A study by Bryson et al. showed that S. aureus and coagulase-negative staphylococci, such as S. epidermidis, were the most common causative organisms of infections in orthopedic wards (14). In our study, S. aureus was the most frequently encountered bacterial strain, followed by K. pneumonia. In a study by Campoccia et al., it was specified that many clinically important pathogens, especially S. aureus, exhibit alarming and increasing levels of antimicrobial resistance. Regarding S. aureus and S. epidermidis, resistance to β-lactams, especially those belonging to the penicillin group, is now highly prevalent (15). In a similar study by Yang et al. in 2023 (16), a total of 1392 pathogenic bacterial strains were isolated, 358 (25.7%) of which were MDR. Liang and Liu in 2022 (17) studied 178 pathogenic bacterial strains extracted from 239 patients, 53 (29.78%) of which were identified to be MDR strains.

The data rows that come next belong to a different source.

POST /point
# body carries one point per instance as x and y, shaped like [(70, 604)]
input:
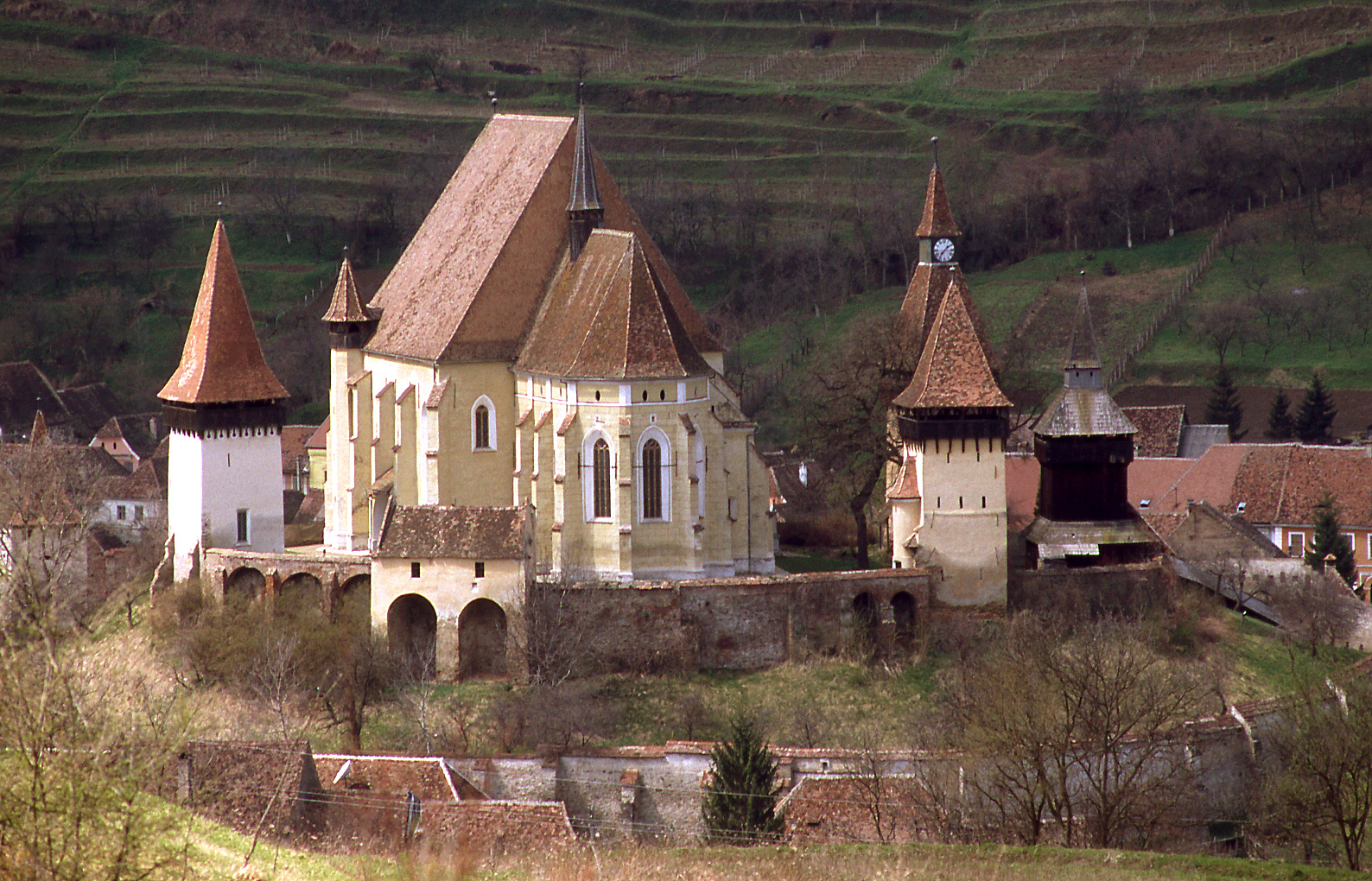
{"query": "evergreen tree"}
[(1224, 407), (1316, 416), (1280, 426), (1328, 540), (741, 799)]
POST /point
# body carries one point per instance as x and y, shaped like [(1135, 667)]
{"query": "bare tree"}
[(1084, 733), (1324, 748)]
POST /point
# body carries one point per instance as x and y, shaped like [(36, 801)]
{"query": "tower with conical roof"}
[(347, 498), (224, 408), (1084, 445), (950, 421), (949, 497)]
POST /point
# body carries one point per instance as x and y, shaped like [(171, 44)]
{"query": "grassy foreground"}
[(762, 864)]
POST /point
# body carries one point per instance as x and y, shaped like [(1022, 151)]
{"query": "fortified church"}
[(530, 391)]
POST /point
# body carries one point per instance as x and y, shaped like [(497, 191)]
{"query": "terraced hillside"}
[(777, 149)]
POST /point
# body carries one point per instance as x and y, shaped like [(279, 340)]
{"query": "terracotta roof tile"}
[(609, 317), (294, 442), (221, 361), (469, 283), (924, 296), (1159, 428), (320, 438), (454, 531), (346, 303), (954, 370), (937, 217)]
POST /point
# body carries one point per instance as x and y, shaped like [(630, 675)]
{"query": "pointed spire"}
[(956, 368), (346, 303), (585, 209), (937, 219), (1082, 350), (221, 361), (39, 434)]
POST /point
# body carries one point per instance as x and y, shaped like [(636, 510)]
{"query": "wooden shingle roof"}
[(471, 282), (346, 303), (608, 317), (954, 370), (221, 361)]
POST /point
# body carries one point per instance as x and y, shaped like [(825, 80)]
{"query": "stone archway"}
[(353, 604), (905, 613), (480, 640), (412, 631), (243, 585), (299, 596)]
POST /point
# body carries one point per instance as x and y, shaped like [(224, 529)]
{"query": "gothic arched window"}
[(600, 479), (483, 424), (652, 461)]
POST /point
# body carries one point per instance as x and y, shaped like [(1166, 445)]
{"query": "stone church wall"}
[(1091, 590), (739, 624)]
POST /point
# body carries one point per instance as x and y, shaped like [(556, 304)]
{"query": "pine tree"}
[(741, 799), (1330, 540), (1224, 407), (1280, 426), (1316, 416)]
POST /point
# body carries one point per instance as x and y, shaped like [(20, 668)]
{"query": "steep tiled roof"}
[(1159, 428), (346, 303), (954, 370), (144, 484), (23, 390), (294, 442), (91, 407), (937, 217), (454, 531), (320, 438), (608, 316), (469, 283), (221, 361), (1274, 482)]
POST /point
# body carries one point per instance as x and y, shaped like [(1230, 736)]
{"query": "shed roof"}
[(221, 361), (431, 531)]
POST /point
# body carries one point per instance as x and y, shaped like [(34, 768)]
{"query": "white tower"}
[(224, 408)]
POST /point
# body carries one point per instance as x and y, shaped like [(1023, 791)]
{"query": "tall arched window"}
[(652, 461), (483, 427), (600, 478), (483, 424)]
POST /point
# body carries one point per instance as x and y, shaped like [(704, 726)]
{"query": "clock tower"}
[(950, 423)]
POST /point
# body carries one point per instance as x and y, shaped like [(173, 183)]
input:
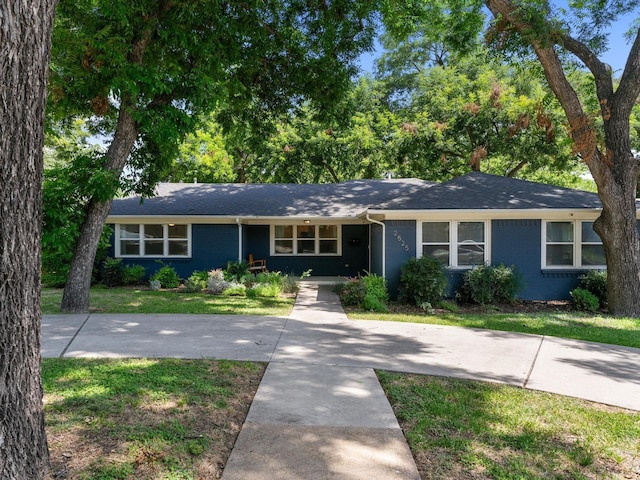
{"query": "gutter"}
[(384, 244), (239, 239)]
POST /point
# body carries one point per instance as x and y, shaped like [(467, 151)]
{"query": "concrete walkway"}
[(320, 412)]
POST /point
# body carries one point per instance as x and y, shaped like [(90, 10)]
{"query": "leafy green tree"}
[(599, 123), (478, 113), (146, 72), (73, 175), (203, 157), (601, 135)]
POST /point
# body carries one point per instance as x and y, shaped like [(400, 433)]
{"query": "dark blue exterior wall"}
[(400, 247), (212, 246), (375, 249), (353, 261), (518, 242)]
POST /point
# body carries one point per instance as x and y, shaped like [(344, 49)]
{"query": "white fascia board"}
[(488, 214), (206, 219)]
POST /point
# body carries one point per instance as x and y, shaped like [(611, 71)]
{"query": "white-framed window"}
[(456, 243), (153, 240), (571, 244), (306, 239)]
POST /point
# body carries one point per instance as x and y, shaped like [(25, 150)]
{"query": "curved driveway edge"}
[(318, 332)]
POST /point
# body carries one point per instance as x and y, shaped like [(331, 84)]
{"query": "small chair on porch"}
[(257, 266)]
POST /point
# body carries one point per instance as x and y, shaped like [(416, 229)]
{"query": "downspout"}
[(384, 244), (239, 240)]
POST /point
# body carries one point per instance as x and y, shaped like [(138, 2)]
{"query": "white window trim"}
[(453, 240), (272, 241), (141, 239), (577, 247)]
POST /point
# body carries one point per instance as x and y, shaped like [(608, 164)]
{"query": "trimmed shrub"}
[(112, 272), (422, 280), (196, 282), (216, 284), (373, 304), (133, 274), (235, 290), (167, 276), (368, 292), (375, 293), (585, 300), (270, 290), (486, 285), (595, 282), (351, 293)]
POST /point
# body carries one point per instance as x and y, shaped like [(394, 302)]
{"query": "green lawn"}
[(131, 300), (461, 429), (576, 325), (144, 419)]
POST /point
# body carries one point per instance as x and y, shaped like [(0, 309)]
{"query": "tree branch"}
[(630, 81), (601, 71)]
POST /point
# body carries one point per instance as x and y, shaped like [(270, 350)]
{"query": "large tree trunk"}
[(25, 36), (614, 169), (75, 298)]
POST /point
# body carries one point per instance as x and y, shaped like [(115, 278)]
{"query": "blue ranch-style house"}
[(375, 226)]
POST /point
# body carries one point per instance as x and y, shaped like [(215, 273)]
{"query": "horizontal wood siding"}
[(353, 261), (212, 246), (400, 247), (517, 242)]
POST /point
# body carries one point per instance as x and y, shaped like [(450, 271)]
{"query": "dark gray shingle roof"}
[(472, 191), (272, 200), (481, 191)]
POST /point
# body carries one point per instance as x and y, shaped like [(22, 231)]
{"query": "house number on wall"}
[(400, 241)]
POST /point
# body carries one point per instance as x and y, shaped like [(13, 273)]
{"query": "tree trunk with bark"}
[(75, 298), (25, 36), (612, 165)]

In a study by Alelign et al. in 2022 (18), the overall rate of symptomatic infections at orthopedic surgical sites was 29.4%. In their study, S. aureus was the most frequently isolated bacterium, accounting for 76%. Also, they showed a high rate of vancomycin resistance, as well as a high rate of multi-drug resistance (67.1%). In another survey by Elifranji et al. in an orthopedic ward in 2022 (19), Gram-negative bacteria showed high resistance to vancomycin, nitrofurantoin, tigecycline, moxifloxacin, and linezolid, while they had high susceptibility to amikacin, imipenem, ertapenem, cefotaxime, and tigecycline. In general, it seems that we are still facing a high rate of antibiotic resistance in orthopedic surgery wards, and this issue should be addressed meticulously.
Based on these observations, the most important factors pertaining to the increase in antibiotic resistance include the long duration of hospitalization, the duration of surgery, and the presence of uncontrolled underlying comorbidities, all of which are fortunately modifiable. It seems that better patient management practices, such as controlling underlying risk factors of infections, shortening the duration of hospitalization, and appropriate use of prophylactic antibiotics before surgery, can reduce the increasing rate of antibiotic resistance. This study’s limitations were the inclusion of a relatively small population and being conducted in a single center. Therefore, we propose conducting further multicenter studies on large sample sizes to reach more accurate predictions on antimicrobial resistance rates in orthopedic wards in our country.
5.1. Conclusions
By examining the rate of antibiotic resistance in orthopedic surgery wards, we found that various bacterial strains showed high resistance against common antibiotics, especially erythromycin, ampicillin, imipenem, vancomycin, and gentamicin. High rates of resistance to multiple antibiotics are common in these wards, and more than a quarter of the bacterial strains identified showed such a resistance pattern. Therefore, antibiotic resistance in these wards should be addressed as soon as possible to reduce the incidence of life-threatening infections.